Samuel Penderbayne (b. 1989, Canberra) is an Australian composer living and working in Hamburg, Germany. He has studied composition in Sydney, Munich and Hamburg with Moritz Eggert, Fredrik Schwenk and Mathew Hindson. His early experiences with music came through experimentation with popular music before turning to contemporary classical music.

As a singer and instrumentalist, Samuel has performed in both classical ensembles and commercial bands. His work has predominantly attempted to combine these two approaches and find connections between the contemporary classical tradition and modern commercial music genres. This can occur either by including electronic instruments, performance techniques such as vocal ‘belting’, or specific references to genres in the thematic material, or on a deeper level through abstracting concepts such as hooklines, grooves, show-like performance and/or popular accessibility to his compositions. This approach has been articulated in a doctoral thesis of artistic research (Dr. Sc. Mus.) for the Hamburg University for Music and Theatre, for which he was awarded summa cum laude (1,0) in 2018.
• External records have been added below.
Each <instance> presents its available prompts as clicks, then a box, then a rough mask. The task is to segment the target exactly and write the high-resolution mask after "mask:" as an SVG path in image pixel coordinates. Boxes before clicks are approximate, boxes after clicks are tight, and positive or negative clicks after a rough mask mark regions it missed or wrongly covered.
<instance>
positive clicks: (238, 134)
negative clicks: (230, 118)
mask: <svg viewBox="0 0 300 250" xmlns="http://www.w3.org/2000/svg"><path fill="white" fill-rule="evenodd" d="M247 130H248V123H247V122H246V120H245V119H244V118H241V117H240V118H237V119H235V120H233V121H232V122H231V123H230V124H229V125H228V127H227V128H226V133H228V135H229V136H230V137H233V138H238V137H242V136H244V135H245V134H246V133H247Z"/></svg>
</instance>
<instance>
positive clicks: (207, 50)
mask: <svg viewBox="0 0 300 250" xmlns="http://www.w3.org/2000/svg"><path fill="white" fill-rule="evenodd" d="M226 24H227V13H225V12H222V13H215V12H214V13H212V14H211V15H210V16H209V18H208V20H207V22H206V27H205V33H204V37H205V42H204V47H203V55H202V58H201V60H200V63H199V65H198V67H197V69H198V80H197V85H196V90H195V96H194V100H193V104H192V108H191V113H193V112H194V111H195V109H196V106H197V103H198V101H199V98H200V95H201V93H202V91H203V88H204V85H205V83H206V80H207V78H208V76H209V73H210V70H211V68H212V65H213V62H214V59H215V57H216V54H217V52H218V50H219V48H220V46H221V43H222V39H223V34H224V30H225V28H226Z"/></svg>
Opera and music-theatre has provided an opportunity to combine the diverse aesthetic and compositional materials of this approach into musical and dramatic narratives. Such works include I.th.Ak.A. (chamber opera, 2018, Hamburg State Opera, Helmut Krausser, Paul-Georg Dittrich), Die Schneekönigin (chamber opera, 2019, Deutsche Oper Berlin, Christian Schönefelder, Brigitte Dethier), and Fucking Åmål (large-scale opera, 2020, Hamburg State Opera, N.N.), as well as music for theatre and dance including the dance-theatre work BalaganBody (Kampnagel 'K1', 2018) by Patricia Carolin May or Hamburger Menethekel (Deutsches Schauspielhaus, 'große Bühne') by Ron Zimmering. In addition, Samuel has been commissioned to compose instrumental music for ensembles such as the Sirius, Arditti and Zentaur string quartets, soloists such as Maya Fridman, Carola Schaal and Konstantyn Napolov, and been featured in festivals such including Reeperbahn Festival (Hamburg) aDevantgarde (Munich), Impuls (Graz), Manifeste (Paris), November Music (Amsterdam) and Gaudeamus Muziekweek (Utrecht). In 2019 he was awarded the Bach Prize 'Scholarship' by the Senate of the City of Hamburg. His works are published by Sikorski.